I went to a little art thing that a work friend was doing at the botanic gardens. I wrote on these postcards and gave them to my bosses. When I finish my pottery experience, I would like to get back into oils and watercolour. Even just small studies like this are beautiful and mindful. 


My first ceramic project was this coil pot! It was smoothed on the wheel, carved, glazed, so it took a month or so altogether, but I LOVED making it. I had some ideas about what I wanted to make last term, but I went along with the learning process and made what worked - just going along with it was a good process. In making this, I tried not to overcook it. It took its own shape, when I trimmed it I stopped when I liked how it looked rather than conforming it to a curved bowl, I carved a design that started freestyle and ended up being inspired by soil structure, the whole experience was a great way to let the process flow rather than be productivity focused or have a goal and force it.
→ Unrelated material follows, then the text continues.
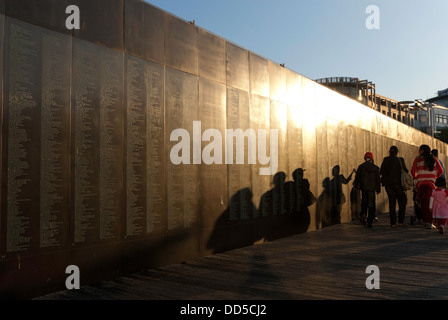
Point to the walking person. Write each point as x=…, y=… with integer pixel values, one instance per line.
x=438, y=204
x=367, y=179
x=391, y=179
x=425, y=170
Not every week was so mindful. Sometimes I cried, like my first attempts at throwing. Or when I had bad traffic, ran late, and was anxious to get things done. Sunflower lady has a good radar and offered me a hug.



Not my creativity, but I went to the quilt show at Tocal, because that is high quality craft and very impressive and beautiful.


A colleague wanted to go to the Albert Mucha exhibition in Sydney, and since he was driving, that was a great way to do a daytrip and see and learn about an artist I recognise his work but hadn't studied. He started from a commercial background and transitioned to fine art loaded with political and religious symbols.


More pottery - slip casting. A bit too easy to get caught up in a fast production line. But it gave me a great number of small pieces to explore the glazing process without worrying about ruining something precious from the wheel.



A Saturday arvo in Morpeth, revisiting the gallery, looking at the orchid exhibition, 



A long weekend in Brisbane! First stop, The Nest.


A Friday daytripping around Brisbane and buying shoes, and a Saturday in Toowoomba at the flower festival.



Also the meuseum in Toowoomba has a floral artist exhibition, I can't remember her name now, and she was racist so I don't approve her as a person, but her floral illustrations are like portraits of flowers but still like scientific illustrations. 


Sunday in Brisbane after church I smashed out a big section of my ancient knitting project. Sometimes you have to do craft when you don't feel inspired otherwise they just don't get finished.


I started sewing recently as well, even though I didn't feel like it, I felt like I should make some baby clothes before all the babies grew up. And once I got things started, I kept going, I was on a roll and I decided to use up as much fabric as I could on small pairs of shorts, thus culling my stash of useless small pieces of leftovers, and making very cheap christmas presents! I also made myself the brown rainbow dress, it was $5 m sateen from the Nest.


The end of term - I held an exhibition in the office! My colleagues have been delightfully interested in everything I did each week!


Once it was the school holidays, I pushed myself to really make a mess - I did the sewing, which spread out over weeks instead of being a single weekend then wrap up, and I got out my leftover clay and did some handbuilding. 



It's so easy to put creative things off. They make a mess. You need to make and remake things to get better so it doesn't feel worth it sometimes. You save it for the weekend then the weekend is busy. You will do it later. But you just have to get into it. My first win was coming home from Pilates on Saturday and getting out the clay and starting making a thing for 90 min before I had a late lunch. My biggest achievement was leaving work at 3.30 on a monday, and doing 4 hours of clay and sewing before bed! 

To finish, I've been finding encouraging pearls to inspire my creative process here and there. I shared this article with another beginner in my pottery class. https://janetasantesullivan.substack.com/p/honoring-our-beginner-stage

"Instead of relying on muscle memory, our work flows more freely and authentically—whether it’s art, writing, or our first day on a new job—allowing us to tap into unfiltered creativity and genuine enthusiasm that can often get snuffed once we become seasoned.

"What if we celebrated and valued our beginner selves just as much as our experienced selves? Why do we think that only years of struggle and grinding can validate our creations? Maybe there’s a unique worth in the raw, unrefined way of being and doing that comes from our initial attempts, a purity that deserves recognition and appreciation."